In terms of repair traffic, we noticed that we are in a good spot. We haven’t lost a single file. The first set of numbers was selected with a conservative intend in mind. For the next iteration, we are looking for numbers that would theoretically reduce the durability (from 100% to 99.9999…) but that should give us some advantages in terms of storage expansion factor, storage node payouts, performance. We just need to be careful to not get too aggressive. Ideally we keep the durability very close to 100% and get all the other benefits at the same time.
We are still working on that. We have a few candidates that we want to test on saltlake or europe north first. We want to test out how expensive the repair traffic would be, the durability of the file with a large enough set of data and last but not least upload and download performance.

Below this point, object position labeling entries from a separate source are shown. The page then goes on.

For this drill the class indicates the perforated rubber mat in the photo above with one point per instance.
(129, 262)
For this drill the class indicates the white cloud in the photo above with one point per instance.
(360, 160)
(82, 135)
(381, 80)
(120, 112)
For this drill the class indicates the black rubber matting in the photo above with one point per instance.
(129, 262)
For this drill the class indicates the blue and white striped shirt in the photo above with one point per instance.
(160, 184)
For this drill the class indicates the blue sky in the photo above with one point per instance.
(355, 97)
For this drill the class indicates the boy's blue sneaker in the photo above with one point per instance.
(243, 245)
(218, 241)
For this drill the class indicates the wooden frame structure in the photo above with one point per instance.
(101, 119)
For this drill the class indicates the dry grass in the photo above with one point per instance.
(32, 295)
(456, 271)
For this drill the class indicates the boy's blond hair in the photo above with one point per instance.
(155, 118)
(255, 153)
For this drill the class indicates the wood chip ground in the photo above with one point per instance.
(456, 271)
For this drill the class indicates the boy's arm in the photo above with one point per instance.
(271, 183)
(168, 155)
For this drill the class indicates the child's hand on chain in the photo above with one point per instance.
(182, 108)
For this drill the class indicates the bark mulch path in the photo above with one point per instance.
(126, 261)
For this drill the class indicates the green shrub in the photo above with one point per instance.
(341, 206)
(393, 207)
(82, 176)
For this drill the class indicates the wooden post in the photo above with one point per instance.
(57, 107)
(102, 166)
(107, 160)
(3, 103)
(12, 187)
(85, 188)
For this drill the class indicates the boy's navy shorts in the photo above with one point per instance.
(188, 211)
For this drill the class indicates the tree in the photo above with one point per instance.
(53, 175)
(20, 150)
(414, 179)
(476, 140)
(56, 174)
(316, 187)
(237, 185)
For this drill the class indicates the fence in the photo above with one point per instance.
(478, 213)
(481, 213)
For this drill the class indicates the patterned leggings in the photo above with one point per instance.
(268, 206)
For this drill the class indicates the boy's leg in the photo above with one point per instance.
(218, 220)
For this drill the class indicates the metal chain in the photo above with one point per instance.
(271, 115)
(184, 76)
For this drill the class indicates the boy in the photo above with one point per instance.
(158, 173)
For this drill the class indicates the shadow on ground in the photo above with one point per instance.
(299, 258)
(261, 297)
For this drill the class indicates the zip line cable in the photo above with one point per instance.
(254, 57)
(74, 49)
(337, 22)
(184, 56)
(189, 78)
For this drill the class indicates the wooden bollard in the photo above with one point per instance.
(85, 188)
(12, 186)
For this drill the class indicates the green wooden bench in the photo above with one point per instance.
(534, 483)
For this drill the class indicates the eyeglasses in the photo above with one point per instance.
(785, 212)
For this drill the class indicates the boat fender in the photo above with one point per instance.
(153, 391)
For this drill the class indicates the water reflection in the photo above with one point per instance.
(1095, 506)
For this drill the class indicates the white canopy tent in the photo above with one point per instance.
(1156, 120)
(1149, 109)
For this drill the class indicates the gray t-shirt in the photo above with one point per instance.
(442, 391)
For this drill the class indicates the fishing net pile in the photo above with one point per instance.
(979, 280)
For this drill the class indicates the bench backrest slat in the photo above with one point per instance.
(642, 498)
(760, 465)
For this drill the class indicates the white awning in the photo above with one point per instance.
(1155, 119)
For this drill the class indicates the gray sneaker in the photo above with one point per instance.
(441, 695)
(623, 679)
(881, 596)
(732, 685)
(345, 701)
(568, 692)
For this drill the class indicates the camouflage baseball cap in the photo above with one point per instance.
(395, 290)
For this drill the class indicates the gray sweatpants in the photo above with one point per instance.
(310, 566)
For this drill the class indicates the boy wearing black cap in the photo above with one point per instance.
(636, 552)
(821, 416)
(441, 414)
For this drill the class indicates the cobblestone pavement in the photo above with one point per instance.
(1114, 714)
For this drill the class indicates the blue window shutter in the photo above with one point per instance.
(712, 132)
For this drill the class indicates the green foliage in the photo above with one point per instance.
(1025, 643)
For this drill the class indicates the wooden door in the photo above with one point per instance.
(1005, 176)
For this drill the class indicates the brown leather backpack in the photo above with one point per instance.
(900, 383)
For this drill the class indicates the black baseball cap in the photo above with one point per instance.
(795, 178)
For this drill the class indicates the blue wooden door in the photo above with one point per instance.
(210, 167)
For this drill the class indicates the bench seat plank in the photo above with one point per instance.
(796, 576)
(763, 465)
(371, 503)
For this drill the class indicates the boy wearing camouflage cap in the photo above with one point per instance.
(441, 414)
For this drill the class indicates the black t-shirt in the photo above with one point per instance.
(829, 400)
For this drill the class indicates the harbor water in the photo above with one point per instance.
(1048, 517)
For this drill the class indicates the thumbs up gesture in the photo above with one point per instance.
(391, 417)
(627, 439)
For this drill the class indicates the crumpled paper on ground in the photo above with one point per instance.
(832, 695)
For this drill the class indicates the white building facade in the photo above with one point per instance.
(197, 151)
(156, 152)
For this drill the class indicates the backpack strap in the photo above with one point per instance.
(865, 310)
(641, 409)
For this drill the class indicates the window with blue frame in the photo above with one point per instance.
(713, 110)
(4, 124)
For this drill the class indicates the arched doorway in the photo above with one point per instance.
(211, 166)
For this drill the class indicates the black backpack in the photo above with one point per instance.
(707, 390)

Thank you. Very informative. One follow-up question…
Does this mean an upload is split into 29 pieces, 80 piece copies are stored on storage nodes, if the number pieces on the network drops to 52 then a repair process is run, 110 is the maximum number of pieces if storage nodes come back online?
edit - reading this back I probably just need to read more about erasure coding.
hi @Stob this is a great thread. Thanks for starting it. We definitely spend a lot of time looking at all different kinds of systems and practices , because we’re always seeking to improve. So our approach changes over time. As @littleskunk points out.
If youre interested in hearing our CTO talk about Reed Solomon, we touch on it briefly in this podcast episode below. There are also some good posts on our blog that are easily digestible
You are very close. At the end of an upload 80 pieces exist. Any 29 of them can be used to restore the file. So we are not talking about copies. All 80 pieces are different. Everything else as you said. We repair at 52. The 110 is for cutting of the slow nodes.